Thursday, January 3, 2008
American culture’s notoriously short-term memory quickly forgets creative landmarks while transforming fads and celebrity into fodder for nostalgia. So it’s always refreshing to come across an artist like Stephanie Nakasian, a jazz singer steeped in history who draws sustenance from the infinitely rich, intertwined currents just a few decades upstream from our present moment.
With her crystalline tone and keen rhythmic sensibility, Nakasian is a musician alive to all the possibilities afforded a contemporary jazz artist, which means that she’s taken pains to study the breadth of the tradition and its many tributaries. She’s honed a highly personal sound informed by the singers who came before, including many rarely mentioned today.
“Some of the best advice I got when I was starting out was don’t listen to derivatives, listen to the originals,” says Nakasian, who performs at Wave Street Studios on Saturday with a quartet led by ace pianist Hod O’Brien. “I found myself being drawn backwards. I loved Ella Fitzgerald and she said her favorite singer was Connie Boswell, so I checked her out. There’s a real lineage.
“Then I found myself teaching a lot,” she continues. “I invented a course on jazz singers, and found how some vocalists like Billie Holiday were hanging out with theater people, like Mabel Mercer.”
Nakasian’s expansive reach is evident on her latest album, Thrush Hour: A Study of the Great Ladies of Jazz (V.S.O.P.). She devotes a track each to 20 singers, ranging from ‘20s stars Ethel Waters and Bessie Smith (who, strictly speaking, fall outside of jazz) to later legends Fitzgerald and Sarah Vaughan and overlooked greats such as Betty Roche and Helen Humes. Most impressive is her ability to evoke so many personalities while maintaining her own core identity.
“I never want to sound like a copy,” says Nakasian from her home near Greenwood, Va. “If someone said I sound like Ella, I’d listen to Betty Carter. You don’t have to scat like Ella, there’s Sarah Vaughan and Roche. I used to think you had to sing behind the beat, but Maxine Sullivan didn’t. I wanted to open up as many possible ways to go as I could, then find my own way.”
Nakasian credits her potent partnership with O’Brien for schooling her in jazz’s fundamentals. A supremely swinging pianist who came up at the height of the modern jazz era, he made his recording debut on the 1957 Prestige album Three Trumpets featuring Art Farmer, Donald Byrd and Idrees Sulieman. While off the scene in the late 1960s and early 1970s, he’s gained widespread recognition in recent years with a series of great albums for Fresh Sound and Reservoir.
Nakasian met O’Brian in the early 1980s when she was working on Wall Street (she has an MA in international finance from Northwestern).

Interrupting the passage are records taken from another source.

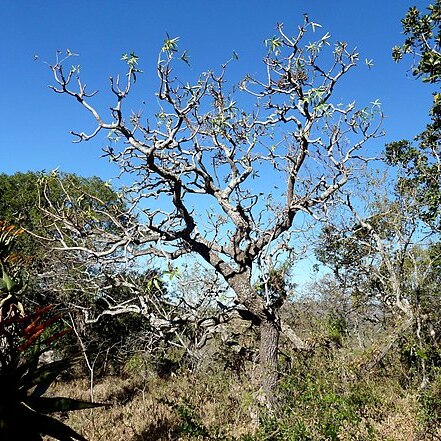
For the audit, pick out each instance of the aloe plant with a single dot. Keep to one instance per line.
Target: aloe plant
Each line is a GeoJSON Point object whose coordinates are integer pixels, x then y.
{"type": "Point", "coordinates": [24, 410]}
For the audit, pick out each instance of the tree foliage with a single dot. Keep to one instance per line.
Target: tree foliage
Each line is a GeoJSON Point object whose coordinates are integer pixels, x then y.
{"type": "Point", "coordinates": [421, 159]}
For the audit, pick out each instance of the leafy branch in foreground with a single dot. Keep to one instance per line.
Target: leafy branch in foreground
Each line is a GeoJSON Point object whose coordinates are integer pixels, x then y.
{"type": "Point", "coordinates": [23, 380]}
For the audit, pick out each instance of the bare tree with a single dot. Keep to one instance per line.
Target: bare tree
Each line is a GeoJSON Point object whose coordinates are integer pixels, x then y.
{"type": "Point", "coordinates": [203, 171]}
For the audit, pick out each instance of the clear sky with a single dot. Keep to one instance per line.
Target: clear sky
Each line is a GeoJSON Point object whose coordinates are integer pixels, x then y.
{"type": "Point", "coordinates": [35, 122]}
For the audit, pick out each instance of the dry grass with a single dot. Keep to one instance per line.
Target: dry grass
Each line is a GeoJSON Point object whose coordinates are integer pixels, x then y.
{"type": "Point", "coordinates": [214, 406]}
{"type": "Point", "coordinates": [155, 409]}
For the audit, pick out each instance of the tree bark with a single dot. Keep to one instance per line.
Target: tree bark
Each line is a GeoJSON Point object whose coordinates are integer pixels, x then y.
{"type": "Point", "coordinates": [268, 359]}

He encouraged her to pursue her interest in jazz, and before long she gave up her day job. A quick study, she won an audition with vocalese master Jon Hendricks.
“It was an amazing experience, but it wasn’t fun at the beginning,” Nakasian recalls. “We had a gig in three days, and I had to learn these really hard vocalese songs. It was scary.”
For the performance at Wave Studios, which will be recorded for a live album, Nakasian and O’Brien will be joined by bassist Dan Robbins, veteran drummer Vince Lateano, and their 13-year-old daughter, Veronica Swift, a budding singer who recently headlined at Jazz at Lincoln Center’s Dizzy’s Club Coca-Cola. Steeped in jazz’s history, Nakasian seems to be taking care of the music’s future, too.